The Nixon Presidential Museum and Library hosted an OCRS concert for the second time this year, delivering a socko concert featuring three of OCRS's best pianists: Bob Pinsker, Andrew Barrett and Michael Flores.

Joining Michael for his sets was his dad, Dave, on bass, adding an extra dimension to the expected sound of ragtime piano. The duo launched the day with a memorable rendition of "Temptation Rag," Henry Lodge's most popular and arguably his greatest rag. In doing so, they put the spotlight on one of the composers featured at February's OCRS (Lodge having been born in February). Next up was the Marshall-Joplin perennial "Swipesy," with extensive jazzy improvisations for each repeat and with some fine solo interludes by Dave on bass.

Bob rolled out two selections that might not have seen the light of day had enterprising researchers like himself not plucked them from obscurity. First was Joplin's "Silver Swan Rag," which was cut on piano rolls by at least two different companies circa 1913-1914 but which was otherwise unknown until 1970, during the earliest days of the Maple Leaf Club in Los Angeles.

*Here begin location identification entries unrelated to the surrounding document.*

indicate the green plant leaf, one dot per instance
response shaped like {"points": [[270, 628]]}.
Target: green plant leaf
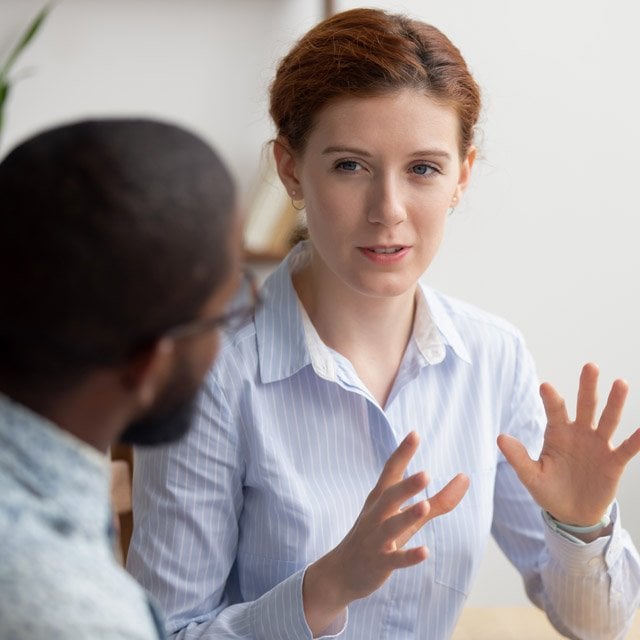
{"points": [[26, 38]]}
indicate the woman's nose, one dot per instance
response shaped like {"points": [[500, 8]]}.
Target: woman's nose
{"points": [[386, 206]]}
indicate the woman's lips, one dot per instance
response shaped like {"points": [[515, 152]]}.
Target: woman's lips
{"points": [[384, 254]]}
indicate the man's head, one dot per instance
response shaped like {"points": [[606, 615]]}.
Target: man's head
{"points": [[112, 232]]}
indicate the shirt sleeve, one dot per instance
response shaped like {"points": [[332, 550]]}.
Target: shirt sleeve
{"points": [[588, 591], [188, 500]]}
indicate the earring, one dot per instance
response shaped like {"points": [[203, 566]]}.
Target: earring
{"points": [[293, 202], [452, 208]]}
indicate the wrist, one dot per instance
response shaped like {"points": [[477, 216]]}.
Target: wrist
{"points": [[322, 598], [580, 534]]}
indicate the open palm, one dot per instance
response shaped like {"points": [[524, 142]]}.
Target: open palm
{"points": [[577, 474]]}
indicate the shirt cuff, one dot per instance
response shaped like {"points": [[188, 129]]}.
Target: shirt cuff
{"points": [[588, 558], [279, 613]]}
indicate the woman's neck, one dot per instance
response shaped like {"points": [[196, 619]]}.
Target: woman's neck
{"points": [[371, 332]]}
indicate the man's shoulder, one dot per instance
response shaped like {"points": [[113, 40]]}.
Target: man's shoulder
{"points": [[64, 586]]}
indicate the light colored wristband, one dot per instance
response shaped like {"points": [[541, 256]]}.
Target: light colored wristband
{"points": [[566, 530]]}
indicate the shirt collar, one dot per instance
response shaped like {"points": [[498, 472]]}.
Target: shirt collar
{"points": [[288, 341], [66, 473]]}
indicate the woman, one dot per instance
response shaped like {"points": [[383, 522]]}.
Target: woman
{"points": [[246, 528]]}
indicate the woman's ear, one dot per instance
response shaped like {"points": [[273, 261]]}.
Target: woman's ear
{"points": [[147, 373], [465, 170], [286, 164]]}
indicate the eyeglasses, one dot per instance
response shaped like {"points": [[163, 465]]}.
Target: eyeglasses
{"points": [[242, 309]]}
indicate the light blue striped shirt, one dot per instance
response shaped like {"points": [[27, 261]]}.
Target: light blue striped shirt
{"points": [[288, 444]]}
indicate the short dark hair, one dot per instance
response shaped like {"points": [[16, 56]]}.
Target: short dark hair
{"points": [[111, 232]]}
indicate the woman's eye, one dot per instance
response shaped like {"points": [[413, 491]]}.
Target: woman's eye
{"points": [[348, 165], [423, 169]]}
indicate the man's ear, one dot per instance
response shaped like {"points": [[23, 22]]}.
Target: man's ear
{"points": [[286, 165], [146, 374]]}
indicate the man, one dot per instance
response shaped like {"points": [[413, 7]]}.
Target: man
{"points": [[119, 250]]}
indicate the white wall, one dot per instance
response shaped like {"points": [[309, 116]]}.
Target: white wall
{"points": [[547, 234]]}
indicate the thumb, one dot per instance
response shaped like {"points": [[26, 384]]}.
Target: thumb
{"points": [[518, 457]]}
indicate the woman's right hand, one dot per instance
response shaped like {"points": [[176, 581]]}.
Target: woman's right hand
{"points": [[374, 547]]}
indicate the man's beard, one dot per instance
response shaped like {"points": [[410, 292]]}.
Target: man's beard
{"points": [[171, 417]]}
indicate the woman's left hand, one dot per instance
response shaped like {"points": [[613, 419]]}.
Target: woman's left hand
{"points": [[577, 475]]}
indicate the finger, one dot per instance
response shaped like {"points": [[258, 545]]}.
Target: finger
{"points": [[554, 405], [449, 496], [518, 457], [612, 412], [401, 527], [630, 447], [395, 496], [395, 466], [587, 395]]}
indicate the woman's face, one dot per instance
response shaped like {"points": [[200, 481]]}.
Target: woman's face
{"points": [[378, 176]]}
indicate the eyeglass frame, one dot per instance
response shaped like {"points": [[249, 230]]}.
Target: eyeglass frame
{"points": [[225, 320]]}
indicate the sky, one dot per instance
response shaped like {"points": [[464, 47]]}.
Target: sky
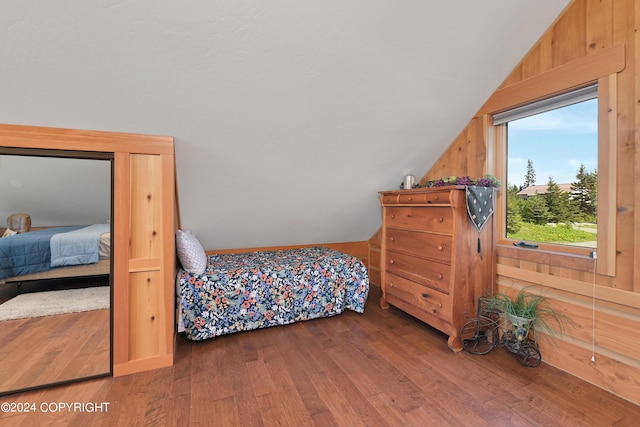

"Piano Roll Albert" Grimaldi discovered a roll in his collection in his garage, then brought it to the attention of MLC members, who upon hearing it, attributed it to Joplin based on considerable stylistic evidence. Soon listings for the roll were found in QRS catalogs from 1914 to further cement the composition's provenance. MLC's Dick Zimmerman and Donna McCluer transcribed the roll and the club published the piece in 1971, allowing ragtimers everywhere to enjoy and appreciate this late Joplin masterpiece. Bob's performance of it is indeed authentic to both roll and score.

Along similar lines in terms of its lineage is what Bob has referred to as "Untitled Foxtrot," a piece he found, slightly incomplete, in manuscript form in the Eubie Blake archives in Baltimore. Bob completed the piece and brought it to light at OCRS and elsewhere in the early 2000s (see the OCRS writeup from February 2002), recorded it in 2005, and it's a phenomenal, delightful creation by Eubie, the second of the afternoon's February-born composers. Bob's masterful performance reveals that the piece is vintage Eubie from the very first bar. The entire piece has the singular "sound" of all of Eubie's works, with a standout trio that's one of the composer's best themes.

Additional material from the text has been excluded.